2:55 Am, Sunday, July 22, 2012.
Today -or technically yesterday I suppose-
I wrote
about the randomest things my mind could convey,
as I waited for you to get off work.
and as I waited, I thought to myself,
I wonder if you are thinking about me too.
Then, like clock work,
my cellphone vibrated.
buzzz
I swiftly unlocked it.
across, all the way to the left, down, to the right, second circle.
one unread message
and it simply read
i love you <3
The flutters in my chest refused to subside
as I typed my response.
I
space
l
o
v
e
space
y
o
u
space
t
o
o
space
less than
<
three
3
And at this moment it all hit me.
Harder than it had before.
In the gut.
Knocking the wind out of me.
When would I finally be able tell you again,
that I loved you,
tell you that you meant the world to me,
tell you how losing you would shatter my heart
into a billion little pieces.
When would I be able to tell you all of this to your face?
To look you in your green gold eyes
and pour my heart out to you.
tell you everything I had been
too much of a coward to say before.
Or maybe,
Maybe I had not known the whole story,
and I wanted to finish it before
I would ask you to read it.
But I made a promise to myself.
that I would not let this distance break my spirits,
or tear down the hope that we had hung so carefully,
like a picture, moving it this way and that
trying to get it perfectly on the wall that we had created
and surrounded ourselves with
so that we would be safe from the
doubts
and
evils
and
the heartbreak.
And we had placed ourselves
in this room of walls
so that we could remain here forever.
In bliss.
In each other's arms.
so that I would always be able
to look into your green gold eyes and tell you that
I loved you.
And that would be enough.
That would be enough to keep you and I
as one.
But what do we do now?
What do we do while we are 1,172.469 miles away from each other?
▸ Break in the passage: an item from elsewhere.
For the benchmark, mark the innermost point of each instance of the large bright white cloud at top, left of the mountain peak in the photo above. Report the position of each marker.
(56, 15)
How am I supposed to look you in your eyes and tell you that
I love you?
How is this possible?
....oh yeah,
that's right.
it's not.
And I promised myself
I wouldn't let this distance
break my spirits,
or my hope.
And that I would ignore the
doubts
and
evils
and
the heartbreak.
But that's such a hard thing to do when you're 1,172.469 miles away.
I don't know what this is.
It's meant for a Spoken Word performance, honestly.
It's to be read with great feeling and emotion.